Von Philipp Selldorf, Dortmund

Man konnte es für einen Versuch der Anbahnung halten, als Hasan Salihamidzic den Arm um Jadon Sancho legte und ihm ein paar Dinge ins Ohr sagte, die sich unschwer als Komplimente identifizieren ließen. Sancho bedankte sich brav und schickte Salihamidzic einen verwunderten Blick hinterher. Vielleicht war er beeindruckt, dass ihm ein hoher Vertreter des FC Bayern geschmeichelt hatte, möglicherweise fragte er sich aber auch bloß: Wer war dieser Mensch?

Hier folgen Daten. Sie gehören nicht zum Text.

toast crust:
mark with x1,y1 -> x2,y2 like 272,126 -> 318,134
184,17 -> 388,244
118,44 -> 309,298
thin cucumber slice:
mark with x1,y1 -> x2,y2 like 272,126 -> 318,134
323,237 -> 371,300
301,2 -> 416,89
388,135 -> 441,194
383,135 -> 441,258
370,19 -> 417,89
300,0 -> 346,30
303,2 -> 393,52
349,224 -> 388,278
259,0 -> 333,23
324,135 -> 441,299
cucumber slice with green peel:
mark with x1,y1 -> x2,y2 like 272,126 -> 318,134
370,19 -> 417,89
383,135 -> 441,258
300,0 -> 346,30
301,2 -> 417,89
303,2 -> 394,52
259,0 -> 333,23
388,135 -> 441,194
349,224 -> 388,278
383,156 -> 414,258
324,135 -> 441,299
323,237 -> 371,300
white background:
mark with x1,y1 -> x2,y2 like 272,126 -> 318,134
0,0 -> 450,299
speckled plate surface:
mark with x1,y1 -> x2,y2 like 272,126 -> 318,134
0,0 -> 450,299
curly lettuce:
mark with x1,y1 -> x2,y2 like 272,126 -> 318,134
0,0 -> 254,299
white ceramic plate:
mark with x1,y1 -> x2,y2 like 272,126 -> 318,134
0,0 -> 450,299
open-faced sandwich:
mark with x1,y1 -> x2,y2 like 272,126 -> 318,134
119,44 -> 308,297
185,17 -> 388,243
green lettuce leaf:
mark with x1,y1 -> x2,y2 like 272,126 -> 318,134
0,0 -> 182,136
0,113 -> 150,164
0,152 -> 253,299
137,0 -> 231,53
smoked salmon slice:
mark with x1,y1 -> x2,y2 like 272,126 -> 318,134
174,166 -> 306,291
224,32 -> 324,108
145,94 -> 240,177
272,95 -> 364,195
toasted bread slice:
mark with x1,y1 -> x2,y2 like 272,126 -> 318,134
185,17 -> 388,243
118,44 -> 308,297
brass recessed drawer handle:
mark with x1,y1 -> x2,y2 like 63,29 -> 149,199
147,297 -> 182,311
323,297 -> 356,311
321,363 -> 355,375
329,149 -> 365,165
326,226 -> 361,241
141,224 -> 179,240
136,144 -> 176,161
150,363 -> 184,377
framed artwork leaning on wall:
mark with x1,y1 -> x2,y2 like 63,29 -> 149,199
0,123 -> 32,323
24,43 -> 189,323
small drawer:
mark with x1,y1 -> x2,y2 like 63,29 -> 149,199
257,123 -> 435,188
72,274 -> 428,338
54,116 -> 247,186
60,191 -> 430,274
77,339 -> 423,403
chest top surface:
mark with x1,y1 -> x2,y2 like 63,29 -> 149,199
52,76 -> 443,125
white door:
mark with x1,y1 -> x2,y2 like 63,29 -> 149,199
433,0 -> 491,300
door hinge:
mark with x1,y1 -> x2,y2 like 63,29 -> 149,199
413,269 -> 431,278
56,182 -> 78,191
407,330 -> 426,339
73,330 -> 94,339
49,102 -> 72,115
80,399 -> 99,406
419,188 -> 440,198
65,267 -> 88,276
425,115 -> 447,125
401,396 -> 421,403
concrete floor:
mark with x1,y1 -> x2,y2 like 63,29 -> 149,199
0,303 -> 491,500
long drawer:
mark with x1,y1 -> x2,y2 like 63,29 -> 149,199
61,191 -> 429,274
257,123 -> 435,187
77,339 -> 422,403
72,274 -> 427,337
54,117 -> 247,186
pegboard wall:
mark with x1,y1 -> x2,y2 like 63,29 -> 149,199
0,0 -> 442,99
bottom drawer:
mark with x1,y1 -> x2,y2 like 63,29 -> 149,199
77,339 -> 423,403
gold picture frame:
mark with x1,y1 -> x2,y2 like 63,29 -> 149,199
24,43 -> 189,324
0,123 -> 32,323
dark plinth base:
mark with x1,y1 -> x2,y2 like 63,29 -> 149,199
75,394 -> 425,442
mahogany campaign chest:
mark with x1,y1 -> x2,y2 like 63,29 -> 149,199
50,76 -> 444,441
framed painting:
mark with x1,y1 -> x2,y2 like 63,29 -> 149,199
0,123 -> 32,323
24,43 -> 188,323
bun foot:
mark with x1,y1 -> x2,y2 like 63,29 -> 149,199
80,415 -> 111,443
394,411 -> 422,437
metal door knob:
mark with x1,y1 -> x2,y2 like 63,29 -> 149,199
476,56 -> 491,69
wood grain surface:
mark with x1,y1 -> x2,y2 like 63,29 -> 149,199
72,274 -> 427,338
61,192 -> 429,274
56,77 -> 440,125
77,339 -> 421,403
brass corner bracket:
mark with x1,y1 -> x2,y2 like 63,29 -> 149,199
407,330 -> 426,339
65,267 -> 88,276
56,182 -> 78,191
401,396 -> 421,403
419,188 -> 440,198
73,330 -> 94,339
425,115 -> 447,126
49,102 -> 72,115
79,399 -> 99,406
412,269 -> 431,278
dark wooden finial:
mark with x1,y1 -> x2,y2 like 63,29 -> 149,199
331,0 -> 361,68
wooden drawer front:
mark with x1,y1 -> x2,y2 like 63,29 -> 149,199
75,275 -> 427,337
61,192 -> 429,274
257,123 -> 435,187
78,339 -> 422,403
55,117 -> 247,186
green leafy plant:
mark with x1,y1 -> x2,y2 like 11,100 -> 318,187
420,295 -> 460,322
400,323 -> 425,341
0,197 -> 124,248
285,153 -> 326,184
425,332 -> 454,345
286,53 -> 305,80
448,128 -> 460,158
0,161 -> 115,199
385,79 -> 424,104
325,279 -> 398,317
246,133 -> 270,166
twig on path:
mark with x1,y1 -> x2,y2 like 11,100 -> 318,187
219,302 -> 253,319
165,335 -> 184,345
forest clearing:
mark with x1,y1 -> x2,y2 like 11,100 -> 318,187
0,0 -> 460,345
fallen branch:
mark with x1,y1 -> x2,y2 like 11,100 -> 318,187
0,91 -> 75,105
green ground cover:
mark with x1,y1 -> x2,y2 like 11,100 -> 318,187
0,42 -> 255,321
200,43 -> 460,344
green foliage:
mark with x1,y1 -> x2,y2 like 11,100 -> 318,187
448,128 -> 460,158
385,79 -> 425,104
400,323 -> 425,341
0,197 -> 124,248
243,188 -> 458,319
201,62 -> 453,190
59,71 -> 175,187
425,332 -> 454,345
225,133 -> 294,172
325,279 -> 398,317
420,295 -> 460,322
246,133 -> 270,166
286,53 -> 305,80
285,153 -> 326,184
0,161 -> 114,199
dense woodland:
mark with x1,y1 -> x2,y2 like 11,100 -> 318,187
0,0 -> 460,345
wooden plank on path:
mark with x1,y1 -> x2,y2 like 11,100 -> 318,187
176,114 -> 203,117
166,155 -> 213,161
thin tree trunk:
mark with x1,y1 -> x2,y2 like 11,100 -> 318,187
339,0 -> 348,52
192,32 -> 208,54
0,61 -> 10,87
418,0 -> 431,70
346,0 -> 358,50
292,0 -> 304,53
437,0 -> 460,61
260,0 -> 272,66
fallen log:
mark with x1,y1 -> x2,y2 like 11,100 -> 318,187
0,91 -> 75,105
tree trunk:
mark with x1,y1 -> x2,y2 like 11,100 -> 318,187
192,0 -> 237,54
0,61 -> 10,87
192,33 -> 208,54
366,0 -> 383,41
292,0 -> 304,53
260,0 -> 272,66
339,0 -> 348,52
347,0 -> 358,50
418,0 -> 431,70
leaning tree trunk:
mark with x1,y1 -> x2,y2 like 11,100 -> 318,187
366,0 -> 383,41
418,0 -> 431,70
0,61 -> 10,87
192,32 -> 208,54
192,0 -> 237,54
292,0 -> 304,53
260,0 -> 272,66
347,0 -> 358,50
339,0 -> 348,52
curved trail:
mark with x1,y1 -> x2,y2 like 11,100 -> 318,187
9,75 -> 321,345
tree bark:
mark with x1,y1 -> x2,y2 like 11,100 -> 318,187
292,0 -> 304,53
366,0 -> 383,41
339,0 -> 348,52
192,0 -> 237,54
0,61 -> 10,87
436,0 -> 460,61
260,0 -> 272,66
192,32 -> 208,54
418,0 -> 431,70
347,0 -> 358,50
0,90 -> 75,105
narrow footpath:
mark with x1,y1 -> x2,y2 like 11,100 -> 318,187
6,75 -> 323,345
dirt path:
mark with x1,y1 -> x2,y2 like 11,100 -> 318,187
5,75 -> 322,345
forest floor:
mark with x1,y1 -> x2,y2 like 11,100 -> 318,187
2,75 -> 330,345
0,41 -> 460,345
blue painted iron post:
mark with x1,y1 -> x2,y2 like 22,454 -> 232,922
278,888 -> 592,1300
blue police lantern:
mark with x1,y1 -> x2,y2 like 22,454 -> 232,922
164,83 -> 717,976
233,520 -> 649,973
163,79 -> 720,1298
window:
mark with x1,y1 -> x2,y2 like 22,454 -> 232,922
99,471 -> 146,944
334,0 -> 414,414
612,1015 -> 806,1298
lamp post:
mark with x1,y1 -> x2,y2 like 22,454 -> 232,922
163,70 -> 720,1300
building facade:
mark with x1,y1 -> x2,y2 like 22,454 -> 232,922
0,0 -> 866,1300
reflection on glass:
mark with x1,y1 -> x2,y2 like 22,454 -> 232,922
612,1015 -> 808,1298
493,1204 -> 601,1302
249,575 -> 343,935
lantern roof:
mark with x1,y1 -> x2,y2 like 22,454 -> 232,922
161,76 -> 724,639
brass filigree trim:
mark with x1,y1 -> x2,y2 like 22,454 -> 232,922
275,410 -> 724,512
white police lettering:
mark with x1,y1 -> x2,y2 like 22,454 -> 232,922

Hasan "Brazzo" Salihamidzic, dies zur Information des englischen Angreifers von Borussia Dortmund, ist der Sportdirektor des FC Bayern, was auch daran zu erkennen war, dass er nach Dortmunds 3:2-Sieg eine dem königlich-bayrischen Anspruch entsprechende, also angemessen bornierte Sicht der Dinge vorbrachte. Seiner Auslegung zufolge hatten die Münchner vor allem deshalb verloren, weil sie es versäumt hatten, in der ersten Halbzeit höher als 1:0 zu führen ("Wir hätten natürlich viel mehr Tore schießen müssen"), und weil außerdem der Schiedsrichter mit einem Elfmeterpfiff in die Quere gekommen war ("hatte heute nicht seinen besten Tag"). Die Dortmunder Tore, die aus der Münchner 2:1-Führung einen Rückstand machten, deutete er nicht als Zeugnisse eines Qualitätsunterschieds, sondern als banales Versehen: "Wir haben uns auskontern lassen, das darf natürlich nicht passieren."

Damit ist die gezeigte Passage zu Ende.